Load securing: Duties and responsibilities

Finally, load securing is also legally the responsibility of the lorry driver as the carrier. He must therefore prevent the pallets from sliding around on the loading area or, in the worst case, even from tipping over – and he must do this before the start of the journey and, if necessary, also on the way, for example by tightening the tensioning belts.

However, it can only do this if the vehicle owner (the freight forwarder) has fulfilled its duty! This consists of providing a transport vehicle suitable for the cargo in question as well as the appropriate means of transport securing, such as the necessary lashing points in the lorry.

Deadlines and exclusion of liability

Unfortunately, in practice, transport damage cannot generally be ruled out even if the packaging is externally intact. Lack of padding protection or improper handling during transport can result in the contents of the delivery being damaged. Therefore, it is always advisable to check the goods directly upon receipt in order to be able to note any damage immediately on the shipping documents. It is also annoying the other way round: you have sent goods and only weeks later receive a complaint because of alleged transport damage. Who then has to pay for the damage?

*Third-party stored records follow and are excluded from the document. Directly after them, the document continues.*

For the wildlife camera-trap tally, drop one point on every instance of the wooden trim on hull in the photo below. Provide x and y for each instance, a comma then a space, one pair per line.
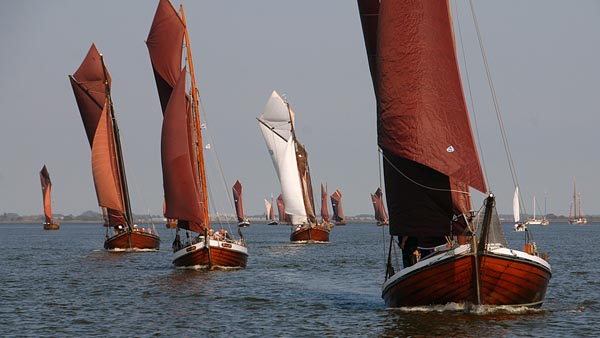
223, 255
504, 280
310, 234
51, 226
138, 240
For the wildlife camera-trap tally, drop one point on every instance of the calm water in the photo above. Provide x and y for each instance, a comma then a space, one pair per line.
61, 284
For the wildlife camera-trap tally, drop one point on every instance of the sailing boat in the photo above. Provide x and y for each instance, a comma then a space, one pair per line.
324, 209
91, 86
575, 215
239, 206
283, 217
429, 161
270, 214
49, 224
336, 205
519, 226
380, 214
184, 179
291, 164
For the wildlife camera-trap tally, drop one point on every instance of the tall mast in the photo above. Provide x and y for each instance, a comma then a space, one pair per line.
199, 148
117, 140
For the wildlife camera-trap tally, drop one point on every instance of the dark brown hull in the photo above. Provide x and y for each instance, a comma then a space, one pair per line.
310, 234
504, 280
223, 255
135, 240
51, 226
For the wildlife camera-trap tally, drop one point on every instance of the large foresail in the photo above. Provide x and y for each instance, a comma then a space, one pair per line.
422, 120
275, 125
180, 171
237, 200
90, 83
165, 45
46, 188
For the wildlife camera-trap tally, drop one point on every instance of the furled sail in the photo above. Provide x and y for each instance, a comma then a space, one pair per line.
46, 188
276, 123
422, 120
237, 200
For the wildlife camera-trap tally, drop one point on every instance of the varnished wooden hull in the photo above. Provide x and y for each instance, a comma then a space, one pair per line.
310, 234
507, 277
222, 255
51, 226
135, 240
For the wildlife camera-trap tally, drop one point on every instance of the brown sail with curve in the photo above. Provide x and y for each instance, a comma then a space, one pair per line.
184, 179
49, 223
429, 163
91, 85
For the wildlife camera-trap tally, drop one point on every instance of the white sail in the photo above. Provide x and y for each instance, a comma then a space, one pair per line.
516, 210
276, 128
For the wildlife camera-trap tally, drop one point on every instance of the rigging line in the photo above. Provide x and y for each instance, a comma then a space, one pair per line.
473, 110
494, 99
419, 184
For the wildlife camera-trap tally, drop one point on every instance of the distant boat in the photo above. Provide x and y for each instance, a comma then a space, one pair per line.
270, 213
429, 163
380, 214
239, 205
184, 179
338, 211
92, 88
291, 164
575, 215
49, 223
519, 226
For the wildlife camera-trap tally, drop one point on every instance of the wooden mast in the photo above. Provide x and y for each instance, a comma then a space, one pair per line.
194, 90
117, 140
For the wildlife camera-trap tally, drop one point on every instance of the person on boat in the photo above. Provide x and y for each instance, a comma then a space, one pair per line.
409, 245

The German Commercial Code (HGB) deals with this question of liability for transport damage in paragraphs 425, 426 and 427:

Liability for damage in transit according to HGB

Liability according to § 425 HGB

The carrier is liable for damage to goods that occurred during transport. However, it must be checked whether the consignor or consignee may be jointly responsible for the damage, for example if something is broken during the acceptance of the goods through the fault of one of their own employees.

Liability under § 426 HGB

§ Section 426 HGB, on the other hand, restricts the carrier’s liability. If it can be proved that he is not to blame for the transport damage, for example in the case of a traffic accident during transport for which he is not to blame, he is not liable.

Liability under § 427 HGB

Section 427 also further limits the carrier’s liability. Here, under the umbrella term of special grounds for exclusion of liability, very specific examples are also given. Among them: Deficient or incorrect packaging as well as insufficient goods labelling.

Explained at wirtschaftswissen.de/:

“In principle, a carrier is only liable for such damage that occurred between the acceptance and delivery of the goods – legally: the care phase. The damage incurred must also be established as such. Therefore, the following applies: always check the delivered goods immediately for any damage.”

Who bears the transport risk in B2B business?

Found at the Leipzig Chamber of Industry and Commerce:

The (commercial) buyer. § Section 447 of the German Civil Code (BGB) stipulates that the transport risk passes to the (commercial) buyer as soon as the seller has delivered the goods to the forwarding agent, carrier or the person or institution designated to carry out the shipment. If the goods are damaged on the way to the (commercial) customer, the customer cannot claim compensation.

Who bears the transport risk in B2C business?

Found at the Leipzig Chamber of Commerce and Industry:

The shipper. The regulation of § 447 BGB does not apply to the so-called purchase of consumer goods, where the consumer buys products from the sender (entrepreneur) (§ 474 para. 2 BGB). Here, the entrepreneur always bears the transport risk. The consumer can demand compensation if the goods are damaged or lost in transit. No agreements deviating from this can be made (§ 475 para. 1 BGB).

It is therefore advisable, as sender, shipper, carrier and vehicle owner in personal union, to strap on the shopping basket in future. I remember darkly: something to do with inertia. Applied physics…

What is the threat if goods are not adequately secured?

Poorly secured goods during transport are not only incredibly dangerous, they can also be expensive – even if they “go well”: The 2020 catalogue of fines, for example, considers loads that are not properly secured to be a fundamental danger to others and charges 75 euros and a point in Flensburg.